Enter the amount of time to shift to instantly shift the track. Negative numbers make the track play later. Positive numbers make the track play sooner. The nudge units are either seconds or the native units for the track (frames or samples). Select the units by right clicking on the nudge textbox and using the context sensitive menu. Nudge settings are ganged with the Gang faders toggle and the Arm track toggle. Use the mouse wheel over the nudge textbox to increment and decrement the value.

is available in the expanded patchbay for audio tracks via a panning box. Position the pointer in the panning box and click/drag to reposition the audio output among the speaker arrangement. The loudness of each speaker is printed on the relative icon during the dragging operation. The panning box uses a special algorithm to try to allow audio to be focused through one speaker or branched between the nearest speakers when more than 2 speakers are used.

Press the Tab key while the cursor is anywhere over a track to toggle the track arming status. Press Shift-Tab while the cursor is over a track to toggle the arming status of every other track.

Automatic audio mappings

Several convenience functions are provided for automatically setting the panning to several common standards. They are listed in the Audio menu. These functions only affect armed audio tracks. They are:

Audio   Map 1:1
This maps every track to its own channel and wraps around when all the channels are allocated. It is most useful for making 2 tracks with 2 channels map to stereo and for making 6 tracks with 6 channels map to a 6 channel sound card.
Audio   Map 5.1:2
This maps 6 tracks to 2 channels. The project should have 2 channels when using this function. Go to Settings Format to set the output channels to 2. This is most useful for down-mixing 5.1 audio to stereo (for more information refer to Configuration, Settings and Preferences section 16.2.1).

Standard audio mappings

Although CINELERRA-GG lets you map any audio track to any speaker, there are standard mappings you should use to ensure the media can be played back elsewhere. Also, most audio encoders require the audio tracks to be mapped to standard speaker numbers or they will not work.

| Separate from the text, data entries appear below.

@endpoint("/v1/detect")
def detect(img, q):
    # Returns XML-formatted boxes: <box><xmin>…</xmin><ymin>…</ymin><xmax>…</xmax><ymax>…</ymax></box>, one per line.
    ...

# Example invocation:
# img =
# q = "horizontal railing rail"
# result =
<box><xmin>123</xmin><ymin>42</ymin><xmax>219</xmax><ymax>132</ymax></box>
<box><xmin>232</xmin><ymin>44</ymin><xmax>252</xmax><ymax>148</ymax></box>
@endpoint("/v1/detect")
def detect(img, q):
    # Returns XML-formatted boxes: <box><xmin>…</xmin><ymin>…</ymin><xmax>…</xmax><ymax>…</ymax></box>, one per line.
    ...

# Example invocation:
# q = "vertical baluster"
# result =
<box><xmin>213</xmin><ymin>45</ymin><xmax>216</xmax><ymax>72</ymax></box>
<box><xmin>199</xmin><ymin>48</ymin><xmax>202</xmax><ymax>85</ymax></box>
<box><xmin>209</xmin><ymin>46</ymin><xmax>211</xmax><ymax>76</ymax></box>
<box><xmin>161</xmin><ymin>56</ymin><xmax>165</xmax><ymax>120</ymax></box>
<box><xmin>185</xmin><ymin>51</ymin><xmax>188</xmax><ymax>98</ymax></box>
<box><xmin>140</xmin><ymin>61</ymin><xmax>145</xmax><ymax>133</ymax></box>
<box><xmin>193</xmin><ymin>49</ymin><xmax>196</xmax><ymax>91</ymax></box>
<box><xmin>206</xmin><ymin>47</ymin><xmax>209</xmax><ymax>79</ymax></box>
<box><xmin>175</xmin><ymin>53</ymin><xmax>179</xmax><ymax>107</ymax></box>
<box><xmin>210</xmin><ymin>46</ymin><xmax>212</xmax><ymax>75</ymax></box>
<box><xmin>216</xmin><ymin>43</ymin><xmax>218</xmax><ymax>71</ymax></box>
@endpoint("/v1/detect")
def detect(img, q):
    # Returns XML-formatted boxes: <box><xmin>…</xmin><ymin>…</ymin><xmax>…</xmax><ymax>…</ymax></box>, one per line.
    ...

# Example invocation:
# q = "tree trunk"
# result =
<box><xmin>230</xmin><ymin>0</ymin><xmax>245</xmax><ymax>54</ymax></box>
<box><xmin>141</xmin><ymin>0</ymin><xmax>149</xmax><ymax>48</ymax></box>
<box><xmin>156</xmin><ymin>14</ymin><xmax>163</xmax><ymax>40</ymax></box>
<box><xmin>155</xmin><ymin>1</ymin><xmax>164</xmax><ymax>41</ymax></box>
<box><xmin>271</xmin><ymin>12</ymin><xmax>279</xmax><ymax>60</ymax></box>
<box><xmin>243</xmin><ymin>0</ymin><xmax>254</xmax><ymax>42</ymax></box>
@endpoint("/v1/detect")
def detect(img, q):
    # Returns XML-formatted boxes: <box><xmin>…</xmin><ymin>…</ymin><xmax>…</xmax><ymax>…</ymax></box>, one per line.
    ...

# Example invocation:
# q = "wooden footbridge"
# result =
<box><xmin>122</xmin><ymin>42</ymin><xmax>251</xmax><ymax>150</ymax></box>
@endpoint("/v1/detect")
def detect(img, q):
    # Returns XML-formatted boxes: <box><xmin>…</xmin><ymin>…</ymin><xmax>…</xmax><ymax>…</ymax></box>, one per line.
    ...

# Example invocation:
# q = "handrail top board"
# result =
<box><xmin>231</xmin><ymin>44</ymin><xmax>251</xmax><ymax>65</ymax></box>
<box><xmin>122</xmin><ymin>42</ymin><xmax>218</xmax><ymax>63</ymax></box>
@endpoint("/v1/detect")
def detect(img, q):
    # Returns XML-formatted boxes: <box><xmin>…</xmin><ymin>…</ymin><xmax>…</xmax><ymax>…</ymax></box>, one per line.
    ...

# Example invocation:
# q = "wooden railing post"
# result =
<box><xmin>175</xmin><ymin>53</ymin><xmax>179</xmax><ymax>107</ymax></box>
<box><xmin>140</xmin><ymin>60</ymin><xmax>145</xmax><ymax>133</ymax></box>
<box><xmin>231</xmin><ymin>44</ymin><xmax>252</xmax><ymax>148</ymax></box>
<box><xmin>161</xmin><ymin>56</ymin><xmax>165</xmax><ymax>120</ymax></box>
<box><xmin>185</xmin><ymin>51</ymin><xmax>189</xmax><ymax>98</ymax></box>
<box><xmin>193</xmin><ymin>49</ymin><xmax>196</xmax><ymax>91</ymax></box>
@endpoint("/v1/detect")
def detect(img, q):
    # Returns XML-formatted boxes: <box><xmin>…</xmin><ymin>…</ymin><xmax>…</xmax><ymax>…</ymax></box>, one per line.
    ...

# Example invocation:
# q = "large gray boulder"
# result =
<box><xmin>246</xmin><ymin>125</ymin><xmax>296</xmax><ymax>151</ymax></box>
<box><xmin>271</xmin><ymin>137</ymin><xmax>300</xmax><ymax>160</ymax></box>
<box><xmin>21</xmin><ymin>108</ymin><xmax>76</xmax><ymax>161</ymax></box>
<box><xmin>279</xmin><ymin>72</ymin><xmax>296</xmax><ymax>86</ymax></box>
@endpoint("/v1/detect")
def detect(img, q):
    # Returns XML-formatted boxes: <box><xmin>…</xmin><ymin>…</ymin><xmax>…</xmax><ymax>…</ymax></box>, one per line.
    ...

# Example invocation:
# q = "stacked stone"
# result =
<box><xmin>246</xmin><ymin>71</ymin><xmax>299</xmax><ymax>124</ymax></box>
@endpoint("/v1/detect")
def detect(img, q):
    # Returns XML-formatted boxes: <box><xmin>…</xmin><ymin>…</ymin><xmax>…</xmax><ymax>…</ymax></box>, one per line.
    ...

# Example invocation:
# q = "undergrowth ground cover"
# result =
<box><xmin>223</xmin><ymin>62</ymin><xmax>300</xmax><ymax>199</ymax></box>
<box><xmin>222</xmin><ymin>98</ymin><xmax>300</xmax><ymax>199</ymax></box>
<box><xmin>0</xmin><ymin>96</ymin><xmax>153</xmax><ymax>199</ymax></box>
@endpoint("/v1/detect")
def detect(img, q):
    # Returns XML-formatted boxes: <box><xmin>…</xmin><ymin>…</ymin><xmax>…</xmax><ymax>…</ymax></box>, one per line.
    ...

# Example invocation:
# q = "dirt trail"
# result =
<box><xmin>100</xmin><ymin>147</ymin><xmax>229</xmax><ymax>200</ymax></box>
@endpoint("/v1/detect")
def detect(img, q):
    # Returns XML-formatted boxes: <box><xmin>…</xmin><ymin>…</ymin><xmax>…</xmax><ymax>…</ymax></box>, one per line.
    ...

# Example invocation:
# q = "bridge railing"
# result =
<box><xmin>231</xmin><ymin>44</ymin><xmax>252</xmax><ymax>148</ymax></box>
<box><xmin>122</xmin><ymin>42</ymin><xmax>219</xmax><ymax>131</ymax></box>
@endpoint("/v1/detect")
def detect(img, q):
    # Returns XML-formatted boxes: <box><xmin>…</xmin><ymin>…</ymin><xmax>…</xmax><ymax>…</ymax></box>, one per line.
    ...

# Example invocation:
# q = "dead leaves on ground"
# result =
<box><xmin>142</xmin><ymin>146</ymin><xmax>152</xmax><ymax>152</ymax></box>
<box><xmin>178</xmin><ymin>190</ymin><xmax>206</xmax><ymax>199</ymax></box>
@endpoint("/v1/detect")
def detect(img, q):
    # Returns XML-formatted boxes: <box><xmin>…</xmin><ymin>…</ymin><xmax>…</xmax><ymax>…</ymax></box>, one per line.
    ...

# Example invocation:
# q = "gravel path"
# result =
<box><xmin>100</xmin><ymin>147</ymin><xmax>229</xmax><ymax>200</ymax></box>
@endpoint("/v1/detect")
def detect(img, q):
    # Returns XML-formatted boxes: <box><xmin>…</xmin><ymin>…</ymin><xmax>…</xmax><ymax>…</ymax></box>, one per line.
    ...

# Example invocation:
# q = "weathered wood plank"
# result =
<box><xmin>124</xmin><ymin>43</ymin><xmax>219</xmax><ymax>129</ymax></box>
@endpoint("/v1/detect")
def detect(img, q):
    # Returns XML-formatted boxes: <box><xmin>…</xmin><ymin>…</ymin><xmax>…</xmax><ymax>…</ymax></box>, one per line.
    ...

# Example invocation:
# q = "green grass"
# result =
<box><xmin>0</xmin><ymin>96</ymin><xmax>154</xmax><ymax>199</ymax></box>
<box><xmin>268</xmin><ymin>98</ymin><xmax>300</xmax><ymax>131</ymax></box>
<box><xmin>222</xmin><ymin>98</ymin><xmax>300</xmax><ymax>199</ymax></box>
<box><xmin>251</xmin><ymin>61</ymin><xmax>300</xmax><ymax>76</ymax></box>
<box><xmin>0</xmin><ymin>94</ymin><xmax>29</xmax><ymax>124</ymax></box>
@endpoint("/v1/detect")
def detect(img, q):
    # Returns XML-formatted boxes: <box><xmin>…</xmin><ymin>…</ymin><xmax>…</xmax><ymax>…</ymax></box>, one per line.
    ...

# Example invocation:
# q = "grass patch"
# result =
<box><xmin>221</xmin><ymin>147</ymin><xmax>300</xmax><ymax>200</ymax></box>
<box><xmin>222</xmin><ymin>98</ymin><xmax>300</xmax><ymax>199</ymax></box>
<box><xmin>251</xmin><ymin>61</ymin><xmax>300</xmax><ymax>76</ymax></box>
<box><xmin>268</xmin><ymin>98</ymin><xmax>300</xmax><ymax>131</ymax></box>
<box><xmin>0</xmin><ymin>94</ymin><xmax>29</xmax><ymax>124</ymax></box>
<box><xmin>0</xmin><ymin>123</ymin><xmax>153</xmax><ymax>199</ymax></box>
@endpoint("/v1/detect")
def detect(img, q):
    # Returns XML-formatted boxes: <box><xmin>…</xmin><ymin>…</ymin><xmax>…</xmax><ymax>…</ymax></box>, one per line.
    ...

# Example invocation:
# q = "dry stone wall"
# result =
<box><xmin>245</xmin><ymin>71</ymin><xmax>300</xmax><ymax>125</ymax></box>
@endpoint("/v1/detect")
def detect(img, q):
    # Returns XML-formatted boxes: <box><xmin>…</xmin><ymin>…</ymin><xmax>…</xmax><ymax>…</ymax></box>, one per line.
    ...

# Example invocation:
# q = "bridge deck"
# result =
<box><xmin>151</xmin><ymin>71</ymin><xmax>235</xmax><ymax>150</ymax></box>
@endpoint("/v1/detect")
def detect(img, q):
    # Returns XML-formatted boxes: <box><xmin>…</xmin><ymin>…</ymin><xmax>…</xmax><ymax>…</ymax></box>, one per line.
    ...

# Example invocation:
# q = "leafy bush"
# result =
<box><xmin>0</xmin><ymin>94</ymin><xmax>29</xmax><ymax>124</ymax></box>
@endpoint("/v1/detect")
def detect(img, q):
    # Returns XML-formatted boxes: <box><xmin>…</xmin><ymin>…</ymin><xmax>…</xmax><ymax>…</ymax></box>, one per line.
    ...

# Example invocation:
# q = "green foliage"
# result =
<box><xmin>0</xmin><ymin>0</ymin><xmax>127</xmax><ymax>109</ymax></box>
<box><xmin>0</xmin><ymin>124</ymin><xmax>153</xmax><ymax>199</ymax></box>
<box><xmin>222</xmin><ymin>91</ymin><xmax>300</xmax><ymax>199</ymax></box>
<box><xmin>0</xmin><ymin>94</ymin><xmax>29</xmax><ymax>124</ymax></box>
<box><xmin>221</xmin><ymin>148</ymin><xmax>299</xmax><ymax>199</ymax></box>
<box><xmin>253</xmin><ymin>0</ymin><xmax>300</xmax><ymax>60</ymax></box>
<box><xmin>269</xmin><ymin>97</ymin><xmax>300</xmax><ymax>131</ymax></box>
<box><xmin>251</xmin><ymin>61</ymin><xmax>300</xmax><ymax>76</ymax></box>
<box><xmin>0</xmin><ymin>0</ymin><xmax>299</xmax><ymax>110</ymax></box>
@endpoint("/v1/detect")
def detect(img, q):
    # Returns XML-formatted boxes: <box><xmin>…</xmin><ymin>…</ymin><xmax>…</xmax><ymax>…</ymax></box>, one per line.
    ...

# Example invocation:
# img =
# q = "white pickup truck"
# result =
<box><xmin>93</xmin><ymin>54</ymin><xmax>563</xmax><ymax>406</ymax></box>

In the channel position widget, the channels are numbered to correspond to the output tracks they are rendered to. For stereo, the source of channel 1 needs to be the left track and the source of channel 2 needs to be the right track. For 5.1 surround sound, the sources of the 6 channels need to be in the order of center, front left, front right, back left, back right, low frequency effects. If the right tracks are not mapped to the right speakers, most audio encoders will not encode the right information if they encode anything at all. The low frequency effects track specifically can not store high frequencies in most cases.